Crypto Assets Face Clearer US Rules Under New SEC-CFTC Guidance

On March 17, 2026, the U.S. Securities and Exchange Commission (SEC), joined by the Commodity Futures Trading Commission (CFTC), issued a long‑awaited interpretive release clarifying how federal securities laws apply to crypto assets and related transactions. The release establishes a new “token taxonomy,” confirms that most crypto assets are not themselves securities and outlines when non‑security crypto assets can be sold as part of an “investment contract” subject to securities regulation.

For market participants from public companies and financial institutions to crypto-native projects, this is the clearest regulatory framework to date for evaluating U.S. treatment of digital assets.

Overview of the SEC and CFTC Joint Crypto Interpretation

The SEC issued an interpretive release with the CFTC formally joining and committing to administer the Commodity Exchange Act (CEA) consistently with the SEC’s interpretation. The interpretation takes effect immediately, though the SEC has opened a public comment process and signaled that further revisions or additions are possible.

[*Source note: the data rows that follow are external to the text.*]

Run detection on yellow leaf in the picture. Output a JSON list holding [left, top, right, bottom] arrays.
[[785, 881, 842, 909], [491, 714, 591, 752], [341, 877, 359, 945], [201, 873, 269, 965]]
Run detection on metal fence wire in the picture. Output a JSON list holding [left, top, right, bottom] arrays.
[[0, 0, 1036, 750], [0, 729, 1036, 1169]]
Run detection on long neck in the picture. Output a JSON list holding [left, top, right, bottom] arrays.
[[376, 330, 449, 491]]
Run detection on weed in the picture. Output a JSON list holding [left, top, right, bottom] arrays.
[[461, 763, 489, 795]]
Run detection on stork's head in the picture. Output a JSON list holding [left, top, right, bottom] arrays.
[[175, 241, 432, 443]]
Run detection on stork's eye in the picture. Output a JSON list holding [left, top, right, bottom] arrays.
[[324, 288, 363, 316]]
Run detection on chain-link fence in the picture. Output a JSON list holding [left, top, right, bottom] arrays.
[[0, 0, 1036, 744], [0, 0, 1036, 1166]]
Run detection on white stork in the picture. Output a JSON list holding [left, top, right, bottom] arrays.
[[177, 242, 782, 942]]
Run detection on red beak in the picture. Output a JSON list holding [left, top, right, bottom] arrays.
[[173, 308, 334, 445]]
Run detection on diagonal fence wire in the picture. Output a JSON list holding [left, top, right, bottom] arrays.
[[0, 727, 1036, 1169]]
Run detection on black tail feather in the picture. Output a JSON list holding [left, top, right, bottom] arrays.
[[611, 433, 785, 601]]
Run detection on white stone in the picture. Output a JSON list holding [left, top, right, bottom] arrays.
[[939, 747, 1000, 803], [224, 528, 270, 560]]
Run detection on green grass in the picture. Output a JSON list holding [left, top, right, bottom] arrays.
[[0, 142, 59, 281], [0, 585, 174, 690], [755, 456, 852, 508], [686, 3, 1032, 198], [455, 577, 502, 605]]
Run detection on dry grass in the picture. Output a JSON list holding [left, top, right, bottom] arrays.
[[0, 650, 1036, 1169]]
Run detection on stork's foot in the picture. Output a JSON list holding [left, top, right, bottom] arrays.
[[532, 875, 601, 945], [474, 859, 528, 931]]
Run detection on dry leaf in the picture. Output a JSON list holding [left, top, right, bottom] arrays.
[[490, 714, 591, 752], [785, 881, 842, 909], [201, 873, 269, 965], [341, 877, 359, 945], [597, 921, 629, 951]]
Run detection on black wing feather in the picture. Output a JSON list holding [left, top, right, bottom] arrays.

According to the press release, the interpretation is intended to provide “greater clarity regarding the Commission’s treatment of crypto assets” and to complement ongoing congressional efforts to codify a comprehensive digital asset market-structure framework. The CFTC described the action as a “major step” toward harmonized oversight of crypto assets across the two agencies.

The SEC-CFTC New Token Taxonomy for Crypto Assets

The interpretation introduces a five‑part token taxonomy that describes how the SEC and CFTC intend to treat different categories of crypto assets: digital commodities, digital collectibles, digital tools, stablecoins used as payment instruments and digital securities (tokenized securities).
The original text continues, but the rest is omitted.